7/25/08

Self-Portrait



Here's a self-portrait I've been working on in my spare time. I liked how Roy Lichtenstein drew from the style of early comics and made it something else, but what I realized was that the original tiny panels he was ripping off are marvelous on their own without needing to be elevated to fine art paintings! Check out Deconstructing Roy Lichtenstein to see some gorgeous panels from mid 20th century comics blown up so you can really get a look at them and their printing process. There's just something about seeing the delicate and cheap balance of the halftones mixtures and registration in your face like that that makes me feel the same way I do about a great, sloppy punk band live- like it could all fall apart.

7/7/08

Appreciation: Queens of the Stone Age "Era Vulgaris"

It’s been a year since Queens of the Stone Age’s Era Vulgaris came out, but I just got around to really listening to it this summer. It’s not fair how underrated it is.



To start, just look at the cover. The title is Latin for “The Common Era” and the art features a smoking cartoon lightbulb and a pirate cartoon lightbulb. Genius.

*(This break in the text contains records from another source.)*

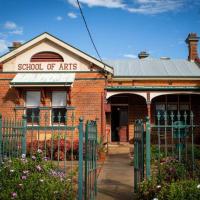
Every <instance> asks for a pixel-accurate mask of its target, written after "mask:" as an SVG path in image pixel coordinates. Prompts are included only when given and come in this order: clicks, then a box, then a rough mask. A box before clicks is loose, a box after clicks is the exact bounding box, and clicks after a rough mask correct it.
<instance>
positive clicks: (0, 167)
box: [0, 151, 76, 200]
mask: <svg viewBox="0 0 200 200" xmlns="http://www.w3.org/2000/svg"><path fill="white" fill-rule="evenodd" d="M75 193H76V191H73V189H72V187H71V179H69V181H68V179H67V177H66V175H65V173H63V172H62V171H58V170H56V168H55V167H54V166H53V165H52V164H51V163H50V162H48V161H46V159H45V158H43V157H42V153H41V152H39V151H38V152H37V153H36V155H34V156H32V158H30V159H28V158H25V157H23V158H21V159H19V158H16V159H13V160H12V161H11V160H7V161H5V162H4V163H3V164H2V166H1V167H0V199H2V200H7V199H33V200H34V199H51V200H54V199H55V200H56V199H71V200H72V199H75Z"/></svg>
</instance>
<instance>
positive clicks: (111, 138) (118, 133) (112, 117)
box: [111, 105, 129, 142]
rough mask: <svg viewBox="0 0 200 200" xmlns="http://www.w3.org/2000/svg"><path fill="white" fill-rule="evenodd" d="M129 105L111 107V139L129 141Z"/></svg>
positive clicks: (119, 141) (113, 139) (114, 141)
mask: <svg viewBox="0 0 200 200" xmlns="http://www.w3.org/2000/svg"><path fill="white" fill-rule="evenodd" d="M128 138H129V137H128V106H117V105H116V106H112V107H111V141H112V142H127V141H128Z"/></svg>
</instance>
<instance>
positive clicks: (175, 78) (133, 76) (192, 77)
mask: <svg viewBox="0 0 200 200" xmlns="http://www.w3.org/2000/svg"><path fill="white" fill-rule="evenodd" d="M112 80H113V81H130V82H131V81H134V80H168V81H171V80H200V77H180V76H179V77H170V76H169V77H134V76H133V77H120V78H115V77H113V79H112Z"/></svg>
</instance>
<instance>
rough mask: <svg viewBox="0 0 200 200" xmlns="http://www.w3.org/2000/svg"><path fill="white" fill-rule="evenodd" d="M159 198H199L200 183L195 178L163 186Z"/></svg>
mask: <svg viewBox="0 0 200 200" xmlns="http://www.w3.org/2000/svg"><path fill="white" fill-rule="evenodd" d="M157 197H158V199H159V200H182V199H187V200H199V199H200V185H199V184H198V181H195V180H181V181H177V182H173V183H171V184H169V185H165V186H163V187H162V189H161V191H160V192H159V193H158V195H157Z"/></svg>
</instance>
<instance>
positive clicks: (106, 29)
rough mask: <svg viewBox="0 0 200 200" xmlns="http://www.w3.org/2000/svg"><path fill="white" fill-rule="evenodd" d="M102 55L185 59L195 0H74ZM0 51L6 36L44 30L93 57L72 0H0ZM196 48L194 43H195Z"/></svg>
mask: <svg viewBox="0 0 200 200" xmlns="http://www.w3.org/2000/svg"><path fill="white" fill-rule="evenodd" d="M80 3H81V6H82V8H83V12H84V14H85V17H86V19H87V22H88V26H89V28H90V30H91V33H92V36H93V39H94V41H95V44H96V46H97V48H98V50H99V53H100V55H101V57H102V58H103V59H116V58H135V57H136V56H137V54H138V53H139V52H140V51H147V52H149V53H150V55H151V57H156V58H159V57H161V56H168V57H171V58H178V59H179V58H180V59H186V58H187V55H188V50H187V46H186V44H185V39H186V37H187V35H188V34H189V33H190V32H196V33H197V34H198V35H199V36H200V0H80ZM0 8H1V9H0V55H3V54H4V53H6V52H7V51H8V49H7V47H8V46H10V45H11V43H12V41H21V42H26V41H28V40H30V39H32V38H33V37H35V36H37V35H39V34H41V33H43V32H49V33H50V34H52V35H55V36H56V37H58V38H60V39H62V40H64V41H65V42H67V43H69V44H71V45H73V46H75V47H77V48H79V49H81V50H82V51H85V52H87V53H89V54H90V55H92V56H95V57H96V53H95V51H94V48H93V46H92V44H91V42H90V40H89V36H88V34H87V32H86V29H85V26H84V24H83V21H82V18H81V16H80V13H79V10H78V8H77V4H76V0H0ZM199 53H200V44H199Z"/></svg>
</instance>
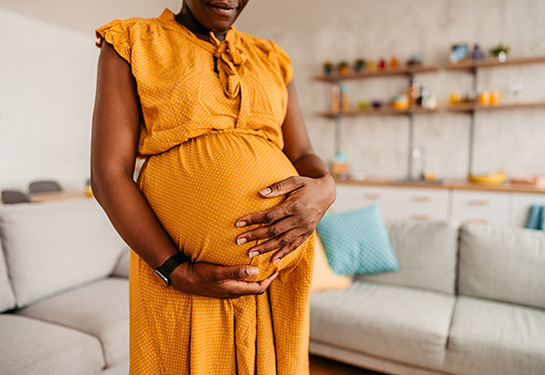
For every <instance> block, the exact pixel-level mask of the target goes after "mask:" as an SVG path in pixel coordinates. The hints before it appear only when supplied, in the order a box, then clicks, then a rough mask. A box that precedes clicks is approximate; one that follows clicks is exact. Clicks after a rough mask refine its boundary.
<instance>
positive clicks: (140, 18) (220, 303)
mask: <svg viewBox="0 0 545 375" xmlns="http://www.w3.org/2000/svg"><path fill="white" fill-rule="evenodd" d="M247 2H248V0H184V2H183V4H182V9H181V11H180V12H179V13H178V14H174V13H173V12H171V11H170V10H169V9H168V8H166V9H165V10H164V11H163V12H162V14H161V15H160V16H159V17H157V18H150V19H142V18H130V19H125V20H119V19H116V20H113V21H111V22H109V23H107V24H106V25H104V26H102V27H100V28H98V29H97V30H96V35H97V37H98V38H99V40H98V42H97V45H98V46H99V47H101V48H102V50H101V53H100V58H99V63H98V84H97V94H96V101H95V109H94V115H93V135H92V147H91V184H92V188H93V192H94V194H95V196H96V198H97V200H98V201H99V203H100V204H101V206H102V207H103V208H104V210H105V211H106V213H107V214H108V216H109V218H110V220H111V222H112V224H113V225H114V227H115V228H116V230H117V231H118V232H119V234H120V235H121V236H122V237H123V239H124V240H125V241H126V242H127V243H128V245H129V246H130V247H131V249H132V251H131V260H130V275H129V282H130V355H131V357H130V373H131V374H142V375H159V374H163V375H176V374H198V375H223V374H225V375H233V374H257V375H269V374H271V375H272V374H281V375H299V374H308V371H309V369H308V328H309V306H308V297H309V289H310V283H311V279H312V268H313V260H314V236H315V234H314V229H315V228H316V225H317V224H318V222H319V220H320V219H321V217H322V216H323V214H324V213H325V211H326V210H327V208H328V207H329V206H330V205H331V203H332V202H333V200H334V199H335V187H334V182H333V179H332V178H331V176H330V174H329V173H328V172H327V168H326V166H325V165H324V163H323V162H322V161H321V160H320V159H319V158H318V157H317V156H316V155H315V154H314V152H313V150H312V147H311V145H310V142H309V139H308V135H307V132H306V129H305V126H304V123H303V121H302V116H301V112H300V108H299V104H298V101H297V96H296V91H295V86H294V83H293V81H292V67H291V65H290V59H289V58H288V56H287V55H286V53H285V52H284V51H283V50H282V49H281V48H280V47H278V46H277V45H276V44H275V43H274V42H271V41H269V40H265V39H261V38H257V37H254V36H251V35H248V34H245V33H243V32H241V31H239V30H237V29H235V28H233V27H232V24H233V22H234V21H235V20H236V18H237V17H238V15H239V14H240V12H241V11H242V10H243V8H244V7H245V5H246V3H247ZM136 157H144V158H145V162H144V164H143V166H142V170H141V172H140V175H139V177H138V180H137V181H136V182H135V181H134V180H133V172H134V165H135V159H136Z"/></svg>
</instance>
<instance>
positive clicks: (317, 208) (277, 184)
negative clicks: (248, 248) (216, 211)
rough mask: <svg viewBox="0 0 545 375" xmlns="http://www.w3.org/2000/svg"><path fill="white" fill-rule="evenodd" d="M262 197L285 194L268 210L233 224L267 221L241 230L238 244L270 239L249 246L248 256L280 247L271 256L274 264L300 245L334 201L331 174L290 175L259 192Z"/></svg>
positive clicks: (266, 251)
mask: <svg viewBox="0 0 545 375" xmlns="http://www.w3.org/2000/svg"><path fill="white" fill-rule="evenodd" d="M259 195H260V196H262V197H263V198H273V197H278V196H281V195H286V199H285V200H284V201H283V202H282V203H280V204H279V205H277V206H274V207H272V208H270V209H268V210H265V211H261V212H255V213H253V214H250V215H246V216H243V217H241V218H240V219H238V220H237V222H236V226H237V227H239V228H241V227H246V226H250V225H254V224H268V225H266V226H260V227H259V228H255V229H252V230H250V231H248V232H245V233H242V234H241V235H239V236H238V237H237V243H238V244H239V245H242V244H244V243H246V242H250V241H255V240H260V239H267V238H268V239H269V240H268V241H266V242H263V243H260V244H259V245H256V246H254V247H252V248H251V249H250V250H249V251H248V256H250V257H254V256H257V255H260V254H263V253H266V252H269V251H273V250H276V249H279V250H278V251H277V252H276V253H275V254H274V255H273V257H272V258H271V261H272V262H273V263H276V262H278V261H279V260H280V259H282V258H283V257H284V256H286V255H287V254H289V253H290V252H292V251H293V250H295V249H296V248H297V247H299V246H300V245H301V244H302V243H303V242H304V241H305V240H306V239H307V238H308V237H309V236H310V235H311V234H312V232H313V231H314V230H315V229H316V226H317V225H318V223H319V222H320V219H321V218H322V216H324V214H325V212H326V210H327V209H328V208H329V206H331V204H332V203H333V202H334V200H335V196H336V190H335V182H334V181H333V178H332V177H331V176H330V175H326V176H324V177H320V178H310V177H303V176H294V177H289V178H287V179H285V180H282V181H279V182H277V183H274V184H272V185H271V186H269V187H266V188H264V189H263V190H261V191H260V192H259Z"/></svg>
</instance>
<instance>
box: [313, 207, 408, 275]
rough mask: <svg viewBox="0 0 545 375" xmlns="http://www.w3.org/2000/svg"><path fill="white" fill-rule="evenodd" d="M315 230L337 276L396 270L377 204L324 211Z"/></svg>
mask: <svg viewBox="0 0 545 375" xmlns="http://www.w3.org/2000/svg"><path fill="white" fill-rule="evenodd" d="M318 233H319V234H320V238H321V239H322V241H323V244H324V247H325V249H326V254H327V259H328V261H329V264H330V265H331V268H332V269H333V271H335V273H336V274H338V275H355V274H366V273H380V272H395V271H399V263H398V261H397V258H396V255H395V252H394V250H393V248H392V244H391V242H390V236H389V235H388V230H387V229H386V226H385V225H384V221H383V220H382V217H381V216H380V211H379V207H378V205H372V206H369V207H365V208H362V209H359V210H353V211H347V212H337V213H326V214H325V215H324V217H323V218H322V220H321V221H320V223H319V224H318Z"/></svg>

The rest of the album’s art campaign- spanning 7’’ sleeves and posters- has more crazy cartoon characters and artwork along that retro-sleazy Grindhouse vein (check out the artists, Morning Breath). The “You Have Mono” phony-monophonic label makes it for me, though.




But what’s important is what’s inside- the music. I will admit that the first time I heard the songs nothing stood out, but repeated listens reveal by far the sexiest Queens of the Stone Age album in recent years. It is a much closer match to the band’s manifesto of making rock “heavy enough for the boys and sweet enough for the girls”, unlike the macho Songs for the Deaf and the snoozy Lullabies to Paralyze. A lot of the vocals are softer and falsetto, and every single song on Era Vulgaris is danceable as far as heavy rock goes and sounds perfect at 70 mph. And within those parameters, there’s a surprising diversity of sounds: it’s got southern-flavored psychedelic (“Turnin’ On The Screw”), heavy irony (“I’m Designer”), rhythm n’ blues (“Make It Wit Chu”), really spastic ("Sick Sick Sick") somber introspection (“Suture Up Your Future”), and what can only be described as car-chase ("3's and 7's"). I’m going to say that this is my favorite album so far, but I admit I haven't listened to the first two in a while. Any of the ones I mentioned are highly recommended, but everything is good. And while you're at it, check out the fantastically titled b-side "The Fun Machine Took A Shit And Died".